Quantum Transducers are the adapters that convert quantum states between different carriers, most critically from the microwave photons used in superconducting qubits to the optical photons that can travel long distances through fiber. Without them, superconducting processors remain isolated within dilution refrigerators.
Quantum Memory provides the buffer layer, temporarily storing fragile quantum states so they can be synchronized and routed through the network without being destroyed.
Quantum Repeaters compensate for photon loss over distance, extending the range of entanglement distribution and making wide-area quantum networks feasible.
Together, components like these will form the backbone of a scalable quantum computing ecosystem, much as transceivers, cables, repeaters, and memory underpin today’s data centers.
Why These Technologies Are Hard
Developing this networking stack is extraordinarily difficult. Quantum states are extremely sensitive to noise, and even a single spurious photon can destroy the information they carry. Transducers must therefore achieve high conversion efficiency while minimizing the opportunity for induced noise to affect the quantum state, an engineering challenge that pushes the limits of materials and device physics. Many devices must operate at millikelvin temperatures alongside superconducting circuits, which complicates the introduction of electromagnetic fields that inherently generate heat. Bandwidth is another constraint: conversion and memory must occur fast enough to keep pace with qubit coherence times, which typically range from microseconds to milliseconds.

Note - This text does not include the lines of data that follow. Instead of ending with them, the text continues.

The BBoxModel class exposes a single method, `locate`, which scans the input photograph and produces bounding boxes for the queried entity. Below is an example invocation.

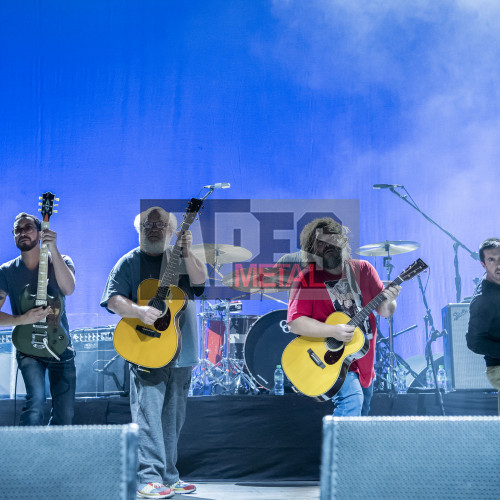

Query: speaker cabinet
[72,328,129,396]
[442,303,491,390]
[0,424,138,500]
[321,416,500,500]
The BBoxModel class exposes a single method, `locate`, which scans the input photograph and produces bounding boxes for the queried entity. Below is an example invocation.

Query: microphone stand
[385,186,479,302]
[417,275,445,416]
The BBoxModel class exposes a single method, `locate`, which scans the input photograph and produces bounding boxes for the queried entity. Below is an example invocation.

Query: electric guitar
[12,192,68,359]
[281,259,428,401]
[113,198,204,368]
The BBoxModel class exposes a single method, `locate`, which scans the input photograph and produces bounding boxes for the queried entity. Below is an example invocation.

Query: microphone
[373,184,404,189]
[204,183,231,189]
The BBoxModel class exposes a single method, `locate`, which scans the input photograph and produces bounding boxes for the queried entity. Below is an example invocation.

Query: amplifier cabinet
[442,303,491,390]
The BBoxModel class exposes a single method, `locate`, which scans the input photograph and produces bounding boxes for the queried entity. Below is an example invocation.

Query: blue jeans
[333,372,373,417]
[16,347,76,426]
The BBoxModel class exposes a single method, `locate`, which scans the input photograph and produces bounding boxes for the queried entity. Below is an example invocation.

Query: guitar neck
[348,275,404,328]
[156,219,191,300]
[36,220,50,307]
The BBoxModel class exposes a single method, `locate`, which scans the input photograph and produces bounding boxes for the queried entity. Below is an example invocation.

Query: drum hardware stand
[417,274,446,416]
[383,185,480,302]
[382,248,398,395]
[190,297,223,395]
[214,299,259,395]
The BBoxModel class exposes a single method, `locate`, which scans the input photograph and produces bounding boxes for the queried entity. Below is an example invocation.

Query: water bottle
[436,365,448,392]
[397,365,407,394]
[426,365,435,389]
[274,365,284,396]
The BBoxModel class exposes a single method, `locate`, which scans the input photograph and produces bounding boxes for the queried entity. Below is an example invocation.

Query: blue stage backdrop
[1,1,499,364]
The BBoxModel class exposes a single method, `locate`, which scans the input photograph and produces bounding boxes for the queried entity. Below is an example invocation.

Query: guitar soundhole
[324,348,344,365]
[154,309,171,331]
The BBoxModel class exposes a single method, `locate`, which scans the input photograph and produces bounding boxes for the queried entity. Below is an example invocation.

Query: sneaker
[170,480,197,494]
[137,482,174,499]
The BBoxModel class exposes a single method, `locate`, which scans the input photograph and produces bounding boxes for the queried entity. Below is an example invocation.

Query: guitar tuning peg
[54,204,59,207]
[55,198,60,202]
[38,202,42,206]
[53,210,58,213]
[38,209,42,212]
[38,196,42,200]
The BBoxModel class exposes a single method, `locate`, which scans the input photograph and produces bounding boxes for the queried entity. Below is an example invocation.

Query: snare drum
[244,309,296,390]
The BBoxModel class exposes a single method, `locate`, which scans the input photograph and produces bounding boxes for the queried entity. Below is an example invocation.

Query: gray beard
[140,237,167,255]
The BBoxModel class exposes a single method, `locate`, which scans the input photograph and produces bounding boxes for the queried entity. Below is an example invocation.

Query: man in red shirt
[287,218,400,415]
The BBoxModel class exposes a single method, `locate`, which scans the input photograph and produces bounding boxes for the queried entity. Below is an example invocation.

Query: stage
[0,391,496,482]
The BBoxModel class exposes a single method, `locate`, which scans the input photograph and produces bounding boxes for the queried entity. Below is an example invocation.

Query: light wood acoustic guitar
[281,259,428,401]
[12,192,68,359]
[113,197,204,368]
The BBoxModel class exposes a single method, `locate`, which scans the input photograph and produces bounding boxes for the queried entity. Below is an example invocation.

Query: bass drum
[244,309,296,391]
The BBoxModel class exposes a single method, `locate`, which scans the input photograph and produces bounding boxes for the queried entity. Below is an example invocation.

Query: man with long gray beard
[101,206,206,499]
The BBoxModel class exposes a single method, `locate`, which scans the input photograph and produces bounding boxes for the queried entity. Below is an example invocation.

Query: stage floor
[187,481,319,500]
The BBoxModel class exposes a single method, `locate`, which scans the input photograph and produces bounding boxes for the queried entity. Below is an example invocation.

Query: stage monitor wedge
[321,416,500,500]
[0,424,138,500]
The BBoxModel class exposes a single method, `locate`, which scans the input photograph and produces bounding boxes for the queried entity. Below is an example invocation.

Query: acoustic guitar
[113,198,204,368]
[281,259,428,401]
[12,192,68,359]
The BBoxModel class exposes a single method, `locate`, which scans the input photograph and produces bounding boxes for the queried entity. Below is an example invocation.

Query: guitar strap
[324,260,373,340]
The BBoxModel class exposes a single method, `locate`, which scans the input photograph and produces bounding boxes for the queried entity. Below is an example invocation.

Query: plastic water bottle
[274,365,284,396]
[426,365,435,389]
[436,365,448,392]
[397,365,407,394]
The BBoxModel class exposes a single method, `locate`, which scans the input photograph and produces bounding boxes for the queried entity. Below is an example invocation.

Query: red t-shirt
[287,259,384,388]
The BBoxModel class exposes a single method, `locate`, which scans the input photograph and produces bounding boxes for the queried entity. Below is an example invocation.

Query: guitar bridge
[307,348,326,369]
[136,325,161,338]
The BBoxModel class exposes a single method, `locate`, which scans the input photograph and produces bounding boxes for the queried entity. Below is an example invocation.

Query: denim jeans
[333,371,373,416]
[16,347,76,426]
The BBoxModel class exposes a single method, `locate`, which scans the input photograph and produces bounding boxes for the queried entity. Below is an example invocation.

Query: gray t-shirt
[0,255,75,343]
[100,246,204,368]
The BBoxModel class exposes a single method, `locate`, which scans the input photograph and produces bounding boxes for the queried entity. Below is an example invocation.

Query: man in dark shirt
[0,212,76,425]
[466,237,500,414]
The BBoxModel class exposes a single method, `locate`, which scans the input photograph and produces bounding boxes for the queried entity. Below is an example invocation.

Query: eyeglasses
[13,224,37,235]
[141,221,169,230]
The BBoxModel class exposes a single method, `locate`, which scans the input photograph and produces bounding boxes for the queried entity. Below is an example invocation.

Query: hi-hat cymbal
[356,240,420,257]
[222,268,283,293]
[190,244,252,265]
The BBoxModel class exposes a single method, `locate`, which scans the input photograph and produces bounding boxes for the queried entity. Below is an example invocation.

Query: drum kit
[190,239,425,396]
[190,244,296,395]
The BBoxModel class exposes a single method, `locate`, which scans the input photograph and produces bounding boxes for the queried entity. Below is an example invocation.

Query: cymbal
[356,240,420,257]
[190,244,252,265]
[222,268,283,293]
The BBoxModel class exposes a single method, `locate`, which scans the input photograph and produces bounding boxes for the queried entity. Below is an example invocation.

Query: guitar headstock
[38,192,59,222]
[183,197,204,226]
[399,258,428,282]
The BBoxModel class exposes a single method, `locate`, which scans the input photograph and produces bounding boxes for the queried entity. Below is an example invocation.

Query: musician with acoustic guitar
[0,208,76,426]
[286,217,401,416]
[101,205,206,499]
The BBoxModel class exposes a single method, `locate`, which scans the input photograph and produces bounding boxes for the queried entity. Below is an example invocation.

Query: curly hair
[299,217,351,266]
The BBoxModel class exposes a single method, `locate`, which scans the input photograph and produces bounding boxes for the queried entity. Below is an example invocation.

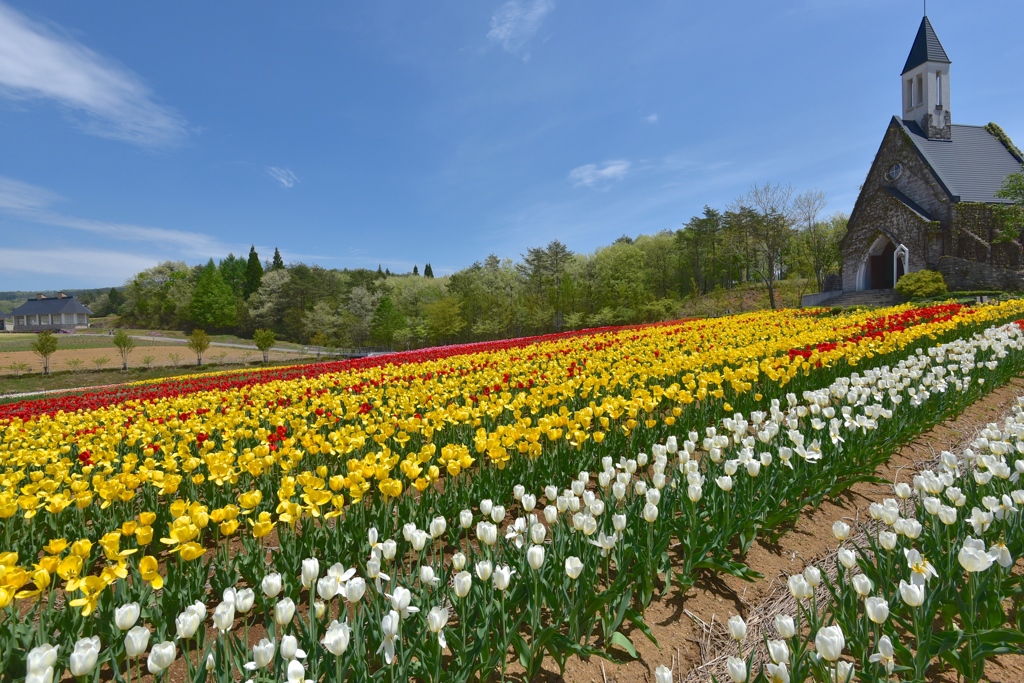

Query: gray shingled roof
[8,296,92,317]
[898,118,1023,203]
[902,16,950,75]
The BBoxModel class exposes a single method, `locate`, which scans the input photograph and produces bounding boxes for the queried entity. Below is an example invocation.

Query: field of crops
[3,302,1024,682]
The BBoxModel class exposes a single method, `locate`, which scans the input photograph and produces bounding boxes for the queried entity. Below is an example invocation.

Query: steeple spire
[902,16,950,76]
[901,16,952,140]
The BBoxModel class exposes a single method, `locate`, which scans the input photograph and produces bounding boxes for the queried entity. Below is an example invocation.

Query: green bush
[895,269,947,299]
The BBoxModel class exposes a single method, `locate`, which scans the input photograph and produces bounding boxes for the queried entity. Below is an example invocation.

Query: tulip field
[4,301,1024,682]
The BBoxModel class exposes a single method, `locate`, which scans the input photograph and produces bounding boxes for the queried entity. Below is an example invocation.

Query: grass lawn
[76,326,309,351]
[0,333,178,353]
[0,358,316,403]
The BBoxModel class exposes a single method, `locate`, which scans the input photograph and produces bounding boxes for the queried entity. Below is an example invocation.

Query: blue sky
[1,0,1022,290]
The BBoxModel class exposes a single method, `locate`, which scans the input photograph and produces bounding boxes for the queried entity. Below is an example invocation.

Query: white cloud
[266,166,299,188]
[487,0,554,57]
[0,247,156,281]
[0,175,230,257]
[568,159,631,188]
[0,2,187,147]
[645,113,659,124]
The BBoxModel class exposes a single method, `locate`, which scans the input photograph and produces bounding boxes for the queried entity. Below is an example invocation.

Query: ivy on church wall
[953,202,1024,270]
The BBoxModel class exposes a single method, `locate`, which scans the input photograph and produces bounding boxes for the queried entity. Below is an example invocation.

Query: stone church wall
[951,203,1023,270]
[937,256,1024,291]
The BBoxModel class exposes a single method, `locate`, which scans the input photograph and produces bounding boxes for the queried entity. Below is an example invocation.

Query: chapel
[837,16,1023,296]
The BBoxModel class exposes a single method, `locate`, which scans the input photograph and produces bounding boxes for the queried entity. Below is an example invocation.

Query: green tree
[218,253,247,297]
[423,263,434,278]
[253,328,276,363]
[412,265,419,276]
[106,287,126,315]
[191,259,238,330]
[309,331,331,359]
[244,246,264,299]
[187,329,211,366]
[423,296,465,344]
[272,248,285,270]
[735,183,796,310]
[112,329,136,370]
[370,296,406,347]
[30,330,58,375]
[996,171,1024,242]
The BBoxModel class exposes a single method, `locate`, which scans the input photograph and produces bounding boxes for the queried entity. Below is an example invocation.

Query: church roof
[884,187,934,221]
[902,16,950,75]
[897,118,1023,203]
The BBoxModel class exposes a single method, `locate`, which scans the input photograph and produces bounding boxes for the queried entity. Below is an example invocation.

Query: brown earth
[0,345,297,376]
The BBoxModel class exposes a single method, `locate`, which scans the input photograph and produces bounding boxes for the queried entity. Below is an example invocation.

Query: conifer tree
[272,248,285,270]
[424,263,434,278]
[413,265,419,276]
[244,246,264,298]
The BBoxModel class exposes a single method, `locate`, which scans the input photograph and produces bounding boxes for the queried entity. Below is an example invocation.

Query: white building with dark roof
[833,16,1024,300]
[5,293,93,332]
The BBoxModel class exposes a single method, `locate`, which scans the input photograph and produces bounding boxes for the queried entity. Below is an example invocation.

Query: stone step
[823,289,904,308]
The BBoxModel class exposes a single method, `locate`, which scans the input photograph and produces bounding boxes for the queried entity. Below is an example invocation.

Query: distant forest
[23,183,848,349]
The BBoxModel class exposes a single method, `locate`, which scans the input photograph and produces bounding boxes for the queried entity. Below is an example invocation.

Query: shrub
[895,269,947,299]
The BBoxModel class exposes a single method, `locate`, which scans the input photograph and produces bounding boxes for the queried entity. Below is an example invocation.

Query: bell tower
[901,16,951,140]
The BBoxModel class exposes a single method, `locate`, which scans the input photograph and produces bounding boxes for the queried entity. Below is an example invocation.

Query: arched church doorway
[857,235,905,290]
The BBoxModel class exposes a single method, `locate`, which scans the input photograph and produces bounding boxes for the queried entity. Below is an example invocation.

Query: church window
[907,79,914,107]
[916,74,923,106]
[936,72,942,106]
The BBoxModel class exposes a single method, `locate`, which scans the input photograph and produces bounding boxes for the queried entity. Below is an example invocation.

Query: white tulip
[275,597,296,626]
[643,503,659,523]
[716,475,733,492]
[544,505,558,524]
[852,574,873,598]
[727,615,746,642]
[775,614,796,639]
[344,577,367,603]
[814,625,845,662]
[527,545,546,571]
[235,587,255,614]
[317,575,339,601]
[213,601,235,632]
[788,574,813,600]
[959,537,999,572]
[767,638,789,665]
[837,547,857,569]
[459,509,473,529]
[727,656,746,683]
[490,505,506,524]
[262,572,283,598]
[493,564,515,591]
[766,661,790,683]
[115,603,141,631]
[378,610,400,665]
[175,607,202,639]
[899,579,925,607]
[477,521,498,546]
[381,539,397,560]
[869,635,895,675]
[454,571,472,598]
[429,516,447,539]
[865,596,889,624]
[322,620,351,656]
[654,664,673,683]
[388,586,419,618]
[124,626,150,658]
[246,638,276,669]
[280,633,307,660]
[411,529,429,552]
[301,557,320,589]
[803,566,821,588]
[427,606,450,649]
[286,659,309,683]
[832,521,851,541]
[565,556,584,579]
[475,560,493,582]
[69,637,100,677]
[147,641,176,674]
[522,494,537,512]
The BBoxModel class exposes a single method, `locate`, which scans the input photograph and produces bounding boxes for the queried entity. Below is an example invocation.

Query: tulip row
[6,314,1024,681]
[713,343,1024,683]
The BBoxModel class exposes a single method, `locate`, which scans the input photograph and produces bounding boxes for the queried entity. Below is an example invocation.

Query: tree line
[101,183,845,349]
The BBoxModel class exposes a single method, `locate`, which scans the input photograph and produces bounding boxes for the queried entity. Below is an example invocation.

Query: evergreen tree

Finally, the materials involved—from nanomechanical resonators to rare-earth doped crystals and Rydberg atomic ensembles—demand advances in fabrication and integration. Progress in this area requires a rare and robust combination of cutting-edge physics and systems engineering.
The Current Market Landscape
Despite the importance of these technologies, few companies are dedicated exclusively to their development. Many QPU vendors are exploring networking internally, but naturally their work is tuned to their own platforms rather than designed for universal interoperability. Independent startups are emerging but remain rare. Notable examples in Europe are developing microwave-to-optical quantum modems and neutral-atom quantum memories designed for networking, while Boston-based Lightsynq (acquired by IonQ in June 2025) develops interconnect technologies using silicon vacancies in diamond. These companies illustrate the kind of specialized focus required to solve the universal challenges of connectivity, in contrast to the architecture-specific approaches necessarily pursued by the QPU developers. We expect more spin-outs from academic laboratories as research milestones are achieved and as venture investors begin to recognize the strategic value of networking technologies.
Where Value Will Accumulate
We believe the companies that solve these networking challenges will be extraordinarily valuable across three dimensions. First, they will accelerate the roadmaps of QPU developers, since networking allows hardware makers to modularize their systems, scaling from tens to hundreds of qubits without being limited by single-chip complexity. Second, they will directly benefit end users, who will gain the ability to implement hybrid computing architectures that mix different qubit modalities to optimize performance for specific business needs. Third, they will become essential suppliers to telecom and cloud infrastructure providers, which will need transducers, repeaters, and quantum memory at scale to build local and wide-area quantum networks. This three-tiered value chain means that networking companies will not be peripheral players; they will be foundational to the development of the entire industry and will thus be sought-after acquisition targets.
Our View
Our thesis is straightforward: quantum networking technologies will create the critical tipping point for adoption of quantum computing at scale. The companies that deliver these networking stack technologies will be the lynchpins that shape one of the most important technology markets of the next generation.